Outre cela, le document a fait remarquer que suivant l’article 204, « Le rôle de la Cour est d’assister l’Exécutif ; elle peut être consultée ; elle a le droit de faire des audits. Ce dernier point, les audits, n’est plus un devoir. En plus, un audit se fait après coup ».

Quant au pouvoir judiciaire, le rapport estime que l’avant-projet n’a pas contribué à son progrès. Il a fait savoir que le rôle du Conseil supérieur du pouvoir judiciaire (CSPJ) est presque réduit à rien. « Un juge (Article 176 de l’avant-projet) peut toujours être enseignant (comme dans la Constitution de 1987) … Est-ce que cela va permettre de combattre l’absentéisme des juges aux tribunaux ; tout comme le trop-plein des prisons ? Donc, il n’y a pas d’amélioration … », remet-il en question. Pour le rapport « l’urgence du pays en ce moment est certes de créer les conditions qui permettent aux institutions de fonctionner ».

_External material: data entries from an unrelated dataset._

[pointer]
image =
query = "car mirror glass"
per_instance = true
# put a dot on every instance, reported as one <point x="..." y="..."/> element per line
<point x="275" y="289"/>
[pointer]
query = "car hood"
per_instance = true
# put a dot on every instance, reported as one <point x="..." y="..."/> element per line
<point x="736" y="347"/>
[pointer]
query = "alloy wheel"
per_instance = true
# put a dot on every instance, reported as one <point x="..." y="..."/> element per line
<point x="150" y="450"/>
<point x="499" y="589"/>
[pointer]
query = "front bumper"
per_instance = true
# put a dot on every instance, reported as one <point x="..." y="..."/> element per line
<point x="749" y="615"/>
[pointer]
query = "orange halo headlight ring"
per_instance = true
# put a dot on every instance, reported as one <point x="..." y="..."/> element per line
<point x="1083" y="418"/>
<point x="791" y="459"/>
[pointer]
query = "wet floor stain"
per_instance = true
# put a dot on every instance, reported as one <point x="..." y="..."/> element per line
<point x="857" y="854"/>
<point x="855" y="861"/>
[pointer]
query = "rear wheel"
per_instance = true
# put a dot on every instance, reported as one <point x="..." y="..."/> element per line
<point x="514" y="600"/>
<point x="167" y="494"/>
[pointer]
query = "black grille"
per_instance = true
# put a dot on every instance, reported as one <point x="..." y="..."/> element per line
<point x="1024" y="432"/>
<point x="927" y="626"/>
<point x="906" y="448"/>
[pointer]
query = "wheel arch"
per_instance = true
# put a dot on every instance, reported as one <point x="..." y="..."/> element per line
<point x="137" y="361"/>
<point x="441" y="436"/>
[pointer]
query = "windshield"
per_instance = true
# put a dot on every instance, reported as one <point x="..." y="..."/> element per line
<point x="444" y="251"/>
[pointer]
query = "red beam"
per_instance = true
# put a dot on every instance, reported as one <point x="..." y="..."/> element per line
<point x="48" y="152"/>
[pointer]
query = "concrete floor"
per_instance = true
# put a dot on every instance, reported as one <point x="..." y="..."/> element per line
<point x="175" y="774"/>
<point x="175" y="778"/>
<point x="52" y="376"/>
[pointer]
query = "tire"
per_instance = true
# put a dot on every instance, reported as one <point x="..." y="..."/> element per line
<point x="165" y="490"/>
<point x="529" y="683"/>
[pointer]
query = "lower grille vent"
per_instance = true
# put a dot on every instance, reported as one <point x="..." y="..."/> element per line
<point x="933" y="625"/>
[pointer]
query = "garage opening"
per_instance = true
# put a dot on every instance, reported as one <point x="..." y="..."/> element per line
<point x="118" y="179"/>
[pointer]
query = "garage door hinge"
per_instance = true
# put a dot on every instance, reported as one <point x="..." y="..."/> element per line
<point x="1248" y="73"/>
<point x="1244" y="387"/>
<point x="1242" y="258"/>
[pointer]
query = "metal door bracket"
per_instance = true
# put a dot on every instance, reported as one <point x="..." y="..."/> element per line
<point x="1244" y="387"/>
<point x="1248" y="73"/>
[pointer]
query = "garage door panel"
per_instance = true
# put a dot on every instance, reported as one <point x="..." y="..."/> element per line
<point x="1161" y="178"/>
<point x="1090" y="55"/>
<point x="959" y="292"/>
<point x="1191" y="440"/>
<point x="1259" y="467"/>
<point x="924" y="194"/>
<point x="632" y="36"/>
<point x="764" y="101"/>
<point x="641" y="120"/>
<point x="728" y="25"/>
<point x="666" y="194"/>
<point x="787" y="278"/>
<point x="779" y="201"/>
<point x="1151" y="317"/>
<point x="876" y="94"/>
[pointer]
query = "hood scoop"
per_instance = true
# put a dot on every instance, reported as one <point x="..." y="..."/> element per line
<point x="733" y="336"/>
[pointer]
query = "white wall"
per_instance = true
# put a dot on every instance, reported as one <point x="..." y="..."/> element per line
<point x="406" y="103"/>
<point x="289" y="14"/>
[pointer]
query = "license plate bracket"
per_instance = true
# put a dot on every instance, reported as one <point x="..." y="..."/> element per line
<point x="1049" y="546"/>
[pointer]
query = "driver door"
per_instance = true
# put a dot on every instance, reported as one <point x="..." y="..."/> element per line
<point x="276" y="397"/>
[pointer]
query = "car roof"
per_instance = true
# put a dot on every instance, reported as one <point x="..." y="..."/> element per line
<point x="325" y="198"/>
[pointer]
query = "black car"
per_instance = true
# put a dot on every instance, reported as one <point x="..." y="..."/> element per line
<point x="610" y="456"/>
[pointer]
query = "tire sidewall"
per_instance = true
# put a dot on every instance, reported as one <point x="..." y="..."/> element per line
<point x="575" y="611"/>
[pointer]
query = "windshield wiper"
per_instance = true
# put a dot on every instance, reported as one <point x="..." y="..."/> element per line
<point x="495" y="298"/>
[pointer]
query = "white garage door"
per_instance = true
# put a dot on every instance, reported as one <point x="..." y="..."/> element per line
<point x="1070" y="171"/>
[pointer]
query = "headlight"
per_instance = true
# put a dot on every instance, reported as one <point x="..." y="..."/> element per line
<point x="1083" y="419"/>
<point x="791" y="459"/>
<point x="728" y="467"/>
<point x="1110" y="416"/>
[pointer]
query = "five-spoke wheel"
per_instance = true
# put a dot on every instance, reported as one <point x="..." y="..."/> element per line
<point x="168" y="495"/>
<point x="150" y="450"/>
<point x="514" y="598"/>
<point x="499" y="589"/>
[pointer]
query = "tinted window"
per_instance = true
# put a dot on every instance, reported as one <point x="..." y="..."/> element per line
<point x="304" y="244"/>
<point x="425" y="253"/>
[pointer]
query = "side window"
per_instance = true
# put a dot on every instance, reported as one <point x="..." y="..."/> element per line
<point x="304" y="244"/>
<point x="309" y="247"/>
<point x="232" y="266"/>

En ce qui a trait au pouvoir législatif, le Sénat a été supprimé et tous les députés auront un mandat de 5 ans et seront élus dans un tour unique. Comme inquiétude le rapport se demande « si l’Assemblée nationale, comme on appellerait le Parlement, pourra fonctionner comme un vrai contre-pouvoir en face d’un président qui détient tout pouvoir comme il est prévu dans le projet ».

En guise de conclusion sur la suppression du Sénat haïtien dans ledit projet, le rapport estime que « La tradition dans le pays veut qu’il y ait un Sénat, qui fonctionne comme contre-pouvoir. Si on monnaye paie pour) la votation des lois, alors ni celui qui paie ni celui qui reçoit de l’argent ne commettent le crime de corruption et méritent jugement et sanction. Il faudrait assurer l’indépendance et renforcer les structures de lutte contre la corruption, et non pas les affaiblir comme est fait dans le projet de constitution ».

Le rapport a aussi mis en lumière également la question des collectivités territoriales dont l’avant-projet n’en parle pas presque pas.